Home-based noninvasive ventilation added to oxygen therapy and usual care after hospitalization for acute COPD exacerbation may reduce the risk of hospital readmission or death in patients with persistent hypercapnia
EBM Focus - Volume 12, Issue 27
- It is unclear whether or not home-based noninvasive ventilation (NIV) benefits patients after hospitalization for acute chronic obstructive pulmonary disease (COPD) exacerbation.
- This trial randomized 116 patients (mean age 66 years) with persistent hypercapnia after hospitalization for acute COPD exacerbation to home-based NIV plus oxygen therapy vs. oxygen therapy alone.
- Hospital readmission or death occurred in 63.4% with home-based NIV plus oxygen therapy vs. 80.4% with oxygen therapy alone (p ≤ 0.05, NNT 6). The difference in mortality alone (28% vs. 32%) was not significant.

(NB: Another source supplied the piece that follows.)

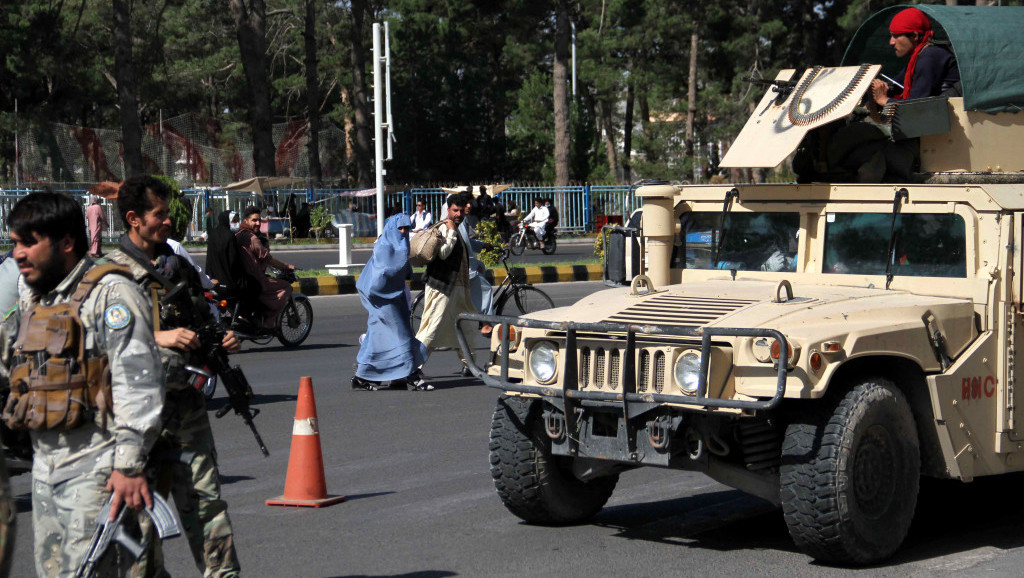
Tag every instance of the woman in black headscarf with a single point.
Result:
(223, 258)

NIV is the standard of care for treating patients hospitalized for acute COPD exacerbation. Some research suggests that home-based NIV added to usual care following hospitalization may also benefit some patients, but results are conflicting and it is unclear whether or not benefits may be most apparent in certain groups (GOLD 2017, Thorax 2009 Jul;64(7):561, Thorax 2014 Sep;69(9):826). A recent trial assessed home-based NIV following hospitalization for acute decompensated hypercapnic exacerbation of COPD that required NIV in the hospital. Patients were included in the trial if they had resolution of decompensated acidosis (pH > 7.3) for ≥ 2 weeks, persistent hypercapnia (PaCO2 > 53 mm Hg at 2 weeks after clinical stability), attainment of clinical stability no more than 4 weeks previously, and persistent hypoxemia. Patients were excluded if they had intubation or invasive mechanical ventilation while hospitalized, were unable to wean from NIV, had body mass index > 35 kg/m2, or had obstructive sleep apnea. In the trial, 116 patients (mean age 66 years) were randomized to home-based NIV plus oxygen therapy vs. oxygen therapy alone, in addition to their individualized therapies. Home-based NIV was to be used for 6 hours nightly, and inspiratory pressures were titrated to maximal tolerated levels (median of 24 cm H2O for these patients). Regular assessments were conducted over 12 months, during which 8.8% of patients allocated to home-based NIV and 22% allocated to oxygen therapy alone were lost to follow-up. All patients were analyzed according to their allocated group in the intention-to-treat analysis.
The risk of the composite outcome of hospital readmission or death within 12 months in the Kaplan-Meier survival analysis was 63.4% with home-based NIV plus oxygen therapy vs. 80.4% with oxygen therapy alone, with an absolute risk difference of 17% (95% CI 0.1%-34%) (NNT 6) and an adjusted hazard ratio of 0.49 (95% CI 0.31-0.77, p = 0.002). The corresponding median time until hospital readmission or death was 4.3 vs. 1.4 months. The difference between groups in mortality alone (28% vs. 32%) was not significant, but the addition of home-based NIV reduced subsequent COPD exacerbation frequency (median 3.8 vs. 5.1 per year, p = 0.03).
This trial demonstrated that the addition of home-based NIV to oxygen therapy may reduce the risk of the composite outcome of hospital readmission or death within 12 months among adults recently hospitalized for acute COPD exacerbation who had persistent hypercapnia and hypoxemia. The confidence interval in risk difference includes clinically unimportant differences. Also, although the loss to follow-up for the entire cohort was lower than that used for the power calculation, the rate in the oxygen therapy alone group reached the rate used for the power calculation and was over twice that of the home-based NIV group. The high rate in one group and discrepancy between groups leads to some uncertainty regarding effect size and, potentially, statistical significance. A previous trial did not demonstrate a significant benefit for home-based NIV (Thorax 2014 Sep;69(9):826), but it may have included patients with less severe disease as the inclusion criteria required patients to have PaCO2 > 45 mm Hg at 48 hours after clinical stability and did not require patients to have persistent hypoxemia. The stringent inclusion criteria in the current trial limit generalization, but they also help address the question of who, if anyone, may benefit from home-based NIV added to oxygen therapy following acute COPD exacerbation. This trial suggests that it may be considered in patients with hypercapnia for at least 2 weeks and hypoxemia.